Lorsque la Cour de cassation, en vertu de l'article 625 du code de procédure pénale, annule le jugement d'une juridiction des forces armées et ordonne qu'il sera procédé à de nouveaux débats devant une autre juridiction des forces armées, le tribunal saisi par l'arrêt de renvoi doit, en ce qui concerne l'objet de la mise en examen, se limiter aux questions indiquées dans l'arrêt de la Cour de cassation.
L'instruction primitive sert de base à la procédure.

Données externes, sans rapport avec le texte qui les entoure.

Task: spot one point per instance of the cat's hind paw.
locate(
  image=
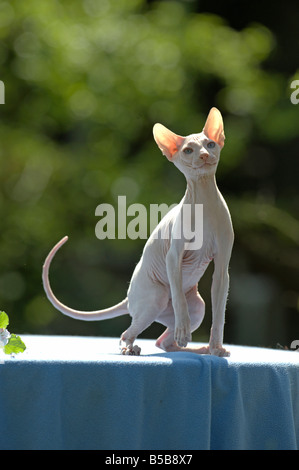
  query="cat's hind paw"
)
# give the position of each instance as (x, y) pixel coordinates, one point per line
(131, 350)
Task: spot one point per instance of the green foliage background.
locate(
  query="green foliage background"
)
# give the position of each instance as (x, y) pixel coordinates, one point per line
(84, 83)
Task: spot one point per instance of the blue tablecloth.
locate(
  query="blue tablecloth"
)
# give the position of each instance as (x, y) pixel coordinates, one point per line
(79, 393)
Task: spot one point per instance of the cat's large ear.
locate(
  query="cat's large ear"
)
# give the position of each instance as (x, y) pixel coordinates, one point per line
(167, 141)
(213, 128)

Le président de la juridiction des forces armées peut toutefois, avant la réunion du tribunal, procéder à un supplément d'instruction conformément à l'article L. 222-2 et, éventuellement, déterminer tous éléments pouvant servir de base à l'évaluation des dommages et intérêts prévus à l'article 626 du code de procédure pénale.
Nota
Ordonnance n° 2006-637 du 1er juin 2006 art. 4 : La présente ordonnance entre en vigueur le lendemain de la publication au Journal officiel de la République française du décret en Conseil d'Etat portant partie réglementaire du code de justice militaire. La partie réglementaire a été publiée par le décret n° 2007-759 du 10 mai 2007 dans le Journal officiel du 11 mai 2007.